I used to watch this British show with my mom when I was young called “Some Mothers Do Av Em”. In one scene, the main character who was somewhat inept goes to an elderly man’s house to fix his boiler. In the process of fixing the water heater he ends up blowing up the entire house with a sudden “kaboom”. As he’s leaving, he turns and says to the bewildered man, whose house is now in ruins, “well, that’s all I can do for now”. I laughed for days after I saw this episode.
We have a sinking feeling that we may be hearing something akin to that last statement before too long with respect to our economy from politicians and central bankers alike as they leave the building. Ultra-low interest rates fueled by massive central bank support globally coupled with unprecedented government spending from major economies as well as pandemic induced shortages has led to a sudden spike in prices.
Our measure of inflation in Canada, the consumer price index (CPI) is showing a benign 2% year over year clip per the Bank of Canada website. But if you ‘ve been to the lumber yard, bought groceries, looked at real estate or crypto currency prices lately you will realize that this number is most likely not accurate or reflective. Many products and core inputs such as chlorine and computer chips are in short supply. Both increased demand coupled with decrease supply increases prices.
Politicians have used terms such as Modern Monetary Theory to push through a loose fiscal and monetary policy centered around spending more money than we have. There is nothing modern about it though as debasing a currency through increased supply is as old as currency itself. This is one of the reasons gold has held its value for so long. If history is any indicator, the likely outcome will be higher inflation which acts as a tax on all of us. The irony is that the more governments spend the higher their approval ratings. But what if there’s a war, another pandemic, or another recession? Where’s the foresight?

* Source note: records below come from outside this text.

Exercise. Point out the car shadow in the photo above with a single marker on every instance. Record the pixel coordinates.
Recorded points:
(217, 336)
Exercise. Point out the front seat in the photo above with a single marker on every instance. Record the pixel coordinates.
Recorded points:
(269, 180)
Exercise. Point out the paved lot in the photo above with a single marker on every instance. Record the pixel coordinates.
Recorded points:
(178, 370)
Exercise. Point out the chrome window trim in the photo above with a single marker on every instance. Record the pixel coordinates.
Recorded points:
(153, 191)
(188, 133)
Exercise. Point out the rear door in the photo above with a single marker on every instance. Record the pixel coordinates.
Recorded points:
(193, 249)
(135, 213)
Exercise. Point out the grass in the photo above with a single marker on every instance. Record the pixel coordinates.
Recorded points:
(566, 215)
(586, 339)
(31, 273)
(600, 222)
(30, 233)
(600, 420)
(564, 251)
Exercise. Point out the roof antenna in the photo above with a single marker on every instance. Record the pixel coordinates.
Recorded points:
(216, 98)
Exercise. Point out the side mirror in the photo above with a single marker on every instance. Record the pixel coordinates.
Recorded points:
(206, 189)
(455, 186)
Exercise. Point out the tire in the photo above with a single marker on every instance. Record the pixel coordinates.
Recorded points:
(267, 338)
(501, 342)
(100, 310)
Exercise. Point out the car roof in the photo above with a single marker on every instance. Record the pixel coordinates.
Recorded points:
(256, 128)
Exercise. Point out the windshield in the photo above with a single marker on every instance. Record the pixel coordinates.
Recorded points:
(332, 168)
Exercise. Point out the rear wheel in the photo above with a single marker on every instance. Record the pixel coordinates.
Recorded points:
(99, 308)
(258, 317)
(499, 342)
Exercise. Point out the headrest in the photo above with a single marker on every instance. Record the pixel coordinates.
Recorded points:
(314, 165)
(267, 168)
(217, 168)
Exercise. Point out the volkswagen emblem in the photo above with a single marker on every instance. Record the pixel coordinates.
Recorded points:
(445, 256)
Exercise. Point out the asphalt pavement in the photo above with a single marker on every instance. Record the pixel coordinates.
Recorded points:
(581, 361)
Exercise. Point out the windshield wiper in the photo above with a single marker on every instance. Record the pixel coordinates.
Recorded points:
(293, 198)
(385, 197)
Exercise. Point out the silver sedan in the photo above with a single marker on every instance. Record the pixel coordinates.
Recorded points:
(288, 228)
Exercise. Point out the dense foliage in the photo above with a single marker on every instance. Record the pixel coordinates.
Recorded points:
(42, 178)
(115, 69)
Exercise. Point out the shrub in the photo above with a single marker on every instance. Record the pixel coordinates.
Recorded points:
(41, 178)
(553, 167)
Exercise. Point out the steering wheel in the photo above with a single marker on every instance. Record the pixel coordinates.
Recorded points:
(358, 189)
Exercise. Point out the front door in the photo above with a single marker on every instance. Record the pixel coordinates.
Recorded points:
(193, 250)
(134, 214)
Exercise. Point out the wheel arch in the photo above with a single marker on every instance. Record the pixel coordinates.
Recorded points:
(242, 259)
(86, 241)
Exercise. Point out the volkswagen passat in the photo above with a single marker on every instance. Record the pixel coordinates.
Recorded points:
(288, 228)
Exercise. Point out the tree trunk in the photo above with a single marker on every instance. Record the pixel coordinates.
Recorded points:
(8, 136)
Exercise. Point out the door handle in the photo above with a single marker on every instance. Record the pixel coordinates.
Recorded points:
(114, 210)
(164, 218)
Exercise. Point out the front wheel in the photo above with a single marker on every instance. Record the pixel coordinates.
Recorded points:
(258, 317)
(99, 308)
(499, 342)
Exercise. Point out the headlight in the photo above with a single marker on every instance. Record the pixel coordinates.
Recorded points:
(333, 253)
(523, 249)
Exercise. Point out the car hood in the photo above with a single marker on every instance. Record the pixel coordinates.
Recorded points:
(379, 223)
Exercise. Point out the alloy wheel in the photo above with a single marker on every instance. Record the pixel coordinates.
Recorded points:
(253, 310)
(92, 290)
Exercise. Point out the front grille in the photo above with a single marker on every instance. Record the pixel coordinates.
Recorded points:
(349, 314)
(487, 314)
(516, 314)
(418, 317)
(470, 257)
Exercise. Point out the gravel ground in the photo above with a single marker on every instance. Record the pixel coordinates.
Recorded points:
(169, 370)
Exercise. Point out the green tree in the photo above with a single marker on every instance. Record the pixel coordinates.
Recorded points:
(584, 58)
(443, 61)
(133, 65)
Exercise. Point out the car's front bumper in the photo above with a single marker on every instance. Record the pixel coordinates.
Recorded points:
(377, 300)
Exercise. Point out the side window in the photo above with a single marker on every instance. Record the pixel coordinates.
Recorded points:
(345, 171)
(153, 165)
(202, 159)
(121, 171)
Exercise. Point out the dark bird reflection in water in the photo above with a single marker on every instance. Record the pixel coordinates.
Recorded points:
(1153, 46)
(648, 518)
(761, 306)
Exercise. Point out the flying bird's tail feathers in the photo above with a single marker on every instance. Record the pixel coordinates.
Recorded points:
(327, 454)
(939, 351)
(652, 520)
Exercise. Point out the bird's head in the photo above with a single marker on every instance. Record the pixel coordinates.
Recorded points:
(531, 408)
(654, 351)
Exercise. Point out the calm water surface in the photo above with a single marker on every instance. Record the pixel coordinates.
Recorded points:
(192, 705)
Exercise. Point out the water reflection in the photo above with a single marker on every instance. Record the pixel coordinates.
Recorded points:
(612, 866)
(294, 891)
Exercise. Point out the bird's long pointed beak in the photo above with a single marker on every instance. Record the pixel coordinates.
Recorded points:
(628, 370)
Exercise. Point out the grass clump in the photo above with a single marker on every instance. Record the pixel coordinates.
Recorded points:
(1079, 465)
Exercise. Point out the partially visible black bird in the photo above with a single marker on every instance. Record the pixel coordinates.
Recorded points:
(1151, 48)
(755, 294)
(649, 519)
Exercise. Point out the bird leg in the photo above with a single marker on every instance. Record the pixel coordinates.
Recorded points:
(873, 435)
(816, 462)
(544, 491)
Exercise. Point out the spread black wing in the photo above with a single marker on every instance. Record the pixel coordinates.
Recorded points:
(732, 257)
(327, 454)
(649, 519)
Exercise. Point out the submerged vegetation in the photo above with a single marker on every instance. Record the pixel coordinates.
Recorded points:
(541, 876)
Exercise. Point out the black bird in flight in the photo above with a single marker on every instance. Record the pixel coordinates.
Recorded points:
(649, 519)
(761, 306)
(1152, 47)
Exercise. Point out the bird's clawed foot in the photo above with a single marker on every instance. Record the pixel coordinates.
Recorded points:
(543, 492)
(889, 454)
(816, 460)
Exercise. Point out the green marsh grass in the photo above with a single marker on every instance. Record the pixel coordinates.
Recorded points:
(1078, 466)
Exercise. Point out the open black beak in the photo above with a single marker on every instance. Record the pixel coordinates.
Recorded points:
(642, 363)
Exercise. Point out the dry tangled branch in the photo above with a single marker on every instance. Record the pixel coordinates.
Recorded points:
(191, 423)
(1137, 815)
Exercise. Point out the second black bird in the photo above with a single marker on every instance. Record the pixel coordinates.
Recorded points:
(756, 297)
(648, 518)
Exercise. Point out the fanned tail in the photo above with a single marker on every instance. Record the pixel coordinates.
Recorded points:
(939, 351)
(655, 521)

We believe that inevitably central banks will reluctantly have to reign in low interest rates and tighten the noose to stave off inflation. Whether it is on their own or forced tightening from the International Monetary Fund (IMF). The future is not known but it is fairly obvious that with such high debt loads, small hikes in interest rates will have prolific effects on the interest payments of governments and homeowners. Another irony is that high spending governments will have much less to spend on social programs if higher rates do emerge.
So how can you protect yourself when there is a rise in inflation or another financial hiccup. One of the best ways to protect your wealth is to stay invested and keep saving and investing. In times of rising prices cash is not your friend. The inflation rate is generally the rate at which your cash is depreciating (losing purchasing power). Most companies can often pass on higher prices to the end consumer. In fact, Coca-Cola recently announced that they will pass on any price increases to us, the end user. Share prices and dividends should remain positive for investors of their stock. Banks stocks also gain from an environment where interest rates are rising. This also applies to material companies and equipment suppliers. Generally, it is the consumer left footing the bill for higher prices.
You will often hear us say that we don’t have a crystal ball (which we don’t). But we do believe that investing in a diversified portfolio is the best way to weather storms that may arise. It’s not timing the market it’s time in the market that has proven successful over the last 100 plus years.